San Francisco is moving closer to approving a proposal to squeeze new housing units into existing buildings by expanding the neighborhoods where landlords can add in-law units.
The move is part of an ongoing effort by The City to confront soaring rents.
Meanwhile, on another housing front, The City’s expected to close a loophole today that allowed group-housing developments to avoid complying with below-market-rate requirements.
Both proposals came before the Board of Supervisors Land Use and Economic Development Committee Monday, attracting the expected political controversy surrounding most housing issues amid a hot real estate market that shows no signs of cooling.

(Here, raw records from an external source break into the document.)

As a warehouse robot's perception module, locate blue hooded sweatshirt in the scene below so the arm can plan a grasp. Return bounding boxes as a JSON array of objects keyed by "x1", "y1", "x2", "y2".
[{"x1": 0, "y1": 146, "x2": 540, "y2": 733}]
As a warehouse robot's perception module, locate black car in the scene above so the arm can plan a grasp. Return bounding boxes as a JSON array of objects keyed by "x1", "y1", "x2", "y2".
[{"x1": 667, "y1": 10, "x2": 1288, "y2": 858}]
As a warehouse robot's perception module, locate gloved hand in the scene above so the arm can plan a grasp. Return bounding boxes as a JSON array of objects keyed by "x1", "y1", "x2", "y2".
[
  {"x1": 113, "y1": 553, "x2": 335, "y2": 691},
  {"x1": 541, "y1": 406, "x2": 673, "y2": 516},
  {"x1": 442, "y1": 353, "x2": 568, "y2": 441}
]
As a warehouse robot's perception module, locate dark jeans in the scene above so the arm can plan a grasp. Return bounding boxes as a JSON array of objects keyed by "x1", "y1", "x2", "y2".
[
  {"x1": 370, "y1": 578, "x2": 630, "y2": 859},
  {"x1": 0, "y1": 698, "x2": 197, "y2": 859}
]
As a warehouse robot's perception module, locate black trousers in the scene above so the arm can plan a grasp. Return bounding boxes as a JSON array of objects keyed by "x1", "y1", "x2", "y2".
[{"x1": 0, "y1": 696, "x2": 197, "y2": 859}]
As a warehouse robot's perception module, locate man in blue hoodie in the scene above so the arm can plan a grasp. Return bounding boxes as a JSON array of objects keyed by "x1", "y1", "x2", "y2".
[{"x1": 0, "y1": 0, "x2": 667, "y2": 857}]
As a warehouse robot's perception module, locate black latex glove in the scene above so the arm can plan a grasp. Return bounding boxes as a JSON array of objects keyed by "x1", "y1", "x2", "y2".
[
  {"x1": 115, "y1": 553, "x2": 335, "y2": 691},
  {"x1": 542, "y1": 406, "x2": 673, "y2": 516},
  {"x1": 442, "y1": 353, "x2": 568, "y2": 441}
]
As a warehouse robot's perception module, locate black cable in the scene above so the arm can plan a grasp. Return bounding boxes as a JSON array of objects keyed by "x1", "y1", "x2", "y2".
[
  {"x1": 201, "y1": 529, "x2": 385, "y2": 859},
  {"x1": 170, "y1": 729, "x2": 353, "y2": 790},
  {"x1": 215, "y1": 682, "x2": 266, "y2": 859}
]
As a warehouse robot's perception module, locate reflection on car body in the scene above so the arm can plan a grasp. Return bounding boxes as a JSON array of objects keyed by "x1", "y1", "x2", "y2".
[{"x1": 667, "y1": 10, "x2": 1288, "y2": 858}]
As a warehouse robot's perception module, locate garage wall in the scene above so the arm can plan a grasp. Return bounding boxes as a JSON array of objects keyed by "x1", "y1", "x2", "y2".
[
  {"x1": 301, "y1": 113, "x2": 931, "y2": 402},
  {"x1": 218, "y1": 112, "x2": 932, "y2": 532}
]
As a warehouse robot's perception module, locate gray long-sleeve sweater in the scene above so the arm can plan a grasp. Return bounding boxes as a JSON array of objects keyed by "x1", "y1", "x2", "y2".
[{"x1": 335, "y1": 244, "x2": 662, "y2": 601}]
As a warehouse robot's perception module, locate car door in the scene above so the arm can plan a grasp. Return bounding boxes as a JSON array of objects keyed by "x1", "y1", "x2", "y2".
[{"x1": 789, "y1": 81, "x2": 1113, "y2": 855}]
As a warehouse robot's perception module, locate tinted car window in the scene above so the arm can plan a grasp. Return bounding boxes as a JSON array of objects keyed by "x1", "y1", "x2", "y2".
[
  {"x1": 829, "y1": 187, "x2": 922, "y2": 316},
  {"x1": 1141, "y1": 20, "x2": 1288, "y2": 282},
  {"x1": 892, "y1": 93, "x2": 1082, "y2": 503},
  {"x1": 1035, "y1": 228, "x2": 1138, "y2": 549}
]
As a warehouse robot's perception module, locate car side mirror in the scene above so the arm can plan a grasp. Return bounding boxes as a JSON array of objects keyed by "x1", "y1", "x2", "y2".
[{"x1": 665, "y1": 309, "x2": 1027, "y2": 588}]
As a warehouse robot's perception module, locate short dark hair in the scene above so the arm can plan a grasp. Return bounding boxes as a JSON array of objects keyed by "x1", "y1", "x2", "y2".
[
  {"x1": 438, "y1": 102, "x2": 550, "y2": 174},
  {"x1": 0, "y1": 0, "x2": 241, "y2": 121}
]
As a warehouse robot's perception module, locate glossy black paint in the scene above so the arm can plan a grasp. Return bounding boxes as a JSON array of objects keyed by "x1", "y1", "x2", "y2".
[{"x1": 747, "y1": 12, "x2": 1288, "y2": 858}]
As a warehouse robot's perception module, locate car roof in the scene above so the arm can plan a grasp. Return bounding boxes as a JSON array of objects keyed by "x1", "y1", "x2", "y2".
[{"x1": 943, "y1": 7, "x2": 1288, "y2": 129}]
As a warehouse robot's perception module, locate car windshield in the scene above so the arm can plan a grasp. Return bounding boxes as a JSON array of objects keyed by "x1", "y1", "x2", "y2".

As developers look for ways to build in the hot market, group housing, which are smaller-sized units without kitchen facilities, has become increasingly popular.
But when supervisors John Avalos and Jane Kim realized The City wasn’t applying the 2002 inclusionary housing requirements, they jointly introduced legislation to close the loophole.
The inclusionary housing requirements mandate that 12 percent of the units built onsite be offered at below-market rents — or payment of in-lieu fees.
“The market is so hot now that even these micro units are suddenly financeable and are actually being produced. We have three [proposed projects] in the district that I represent,” said Kim, who represents the Tenderloin neighborhood. “We want to ensure that these developers are providing what every other developer in The City provides.”
Kim said although 12 percent of the units would now be affordable to a single person earning $40,000 a year, which is 55 percent of the area median income, that’s still out of reach of many who live in the neighborhood.
The committee approved the legislation Monday and the full board’s expected to vote on it today. The first case the requirement is expected to apply to is the Forge Land Company’s proposal to turn parking lots at 145 Leavenworth St. and 361 Turk St. into 238 units of group housing at about 250 square feet per unit. Market-rate units are expected to rent for $2,000.
Supervisor Scott Wiener faced backlash from tenant advocates by proposing to increase qualifying inclusionary units from 55 percent of area median income to up to 90 percent, which is $64,200 for one person, but abandoned the proposal.
Meanwhile, the committee signaled its support of legislation that would allow the creation of in-law units, otherwise called accessory dwelling units, in the entirety of District 8, which includes the Castro neighborhood where they are currently allowed as a pilot program.
The legislation would also allow the creation of in-laws for the entirety of District 3, which includes Chinatown, North Beach and Polk Street.
An in-law unit is a housing unit added to an existing residential building, typically smaller than the existing units.
Amendments were made by Kim to prohibit use of in-laws for short-term rentals and to disallow creation of in-laws 10 years after an Ellis Act eviction.
The committee is expected to vote on Monday to send the in-law legislation to the full board for a vote. The Planning Department’s analysis found that in District 3 there was potential for 3,116 of these units and 7,110 in District 8. The units are estimated to cost $150,000 to $200,000 to create, such as by converting basements and no longer needed boiler rooms, garages and storage space. In-laws in rent-controlled buildings would be rent controlled.
“Our housing crisis will require a number of different approaches to address it. I won’t go through the laundry list,” Wiener said. Those units, he said, are the “most affordable type of non-subsidized housing.”
Supervisor Julie Christensen, who proposed allowing new in-laws in District 3, faced some criticism for lack of outreach or concerns about the details of the proposal, like parking, conversion of commercial space and short-term rentals.
But much of that is attributed to her tight race this November against Aaron Peskin who held the District 3 seat in 2001-2009. However, Kim addressed some of the District 3 concerns in the amendments, which gained the support of Supervisor Malia Cohen, the chair of the three member committee.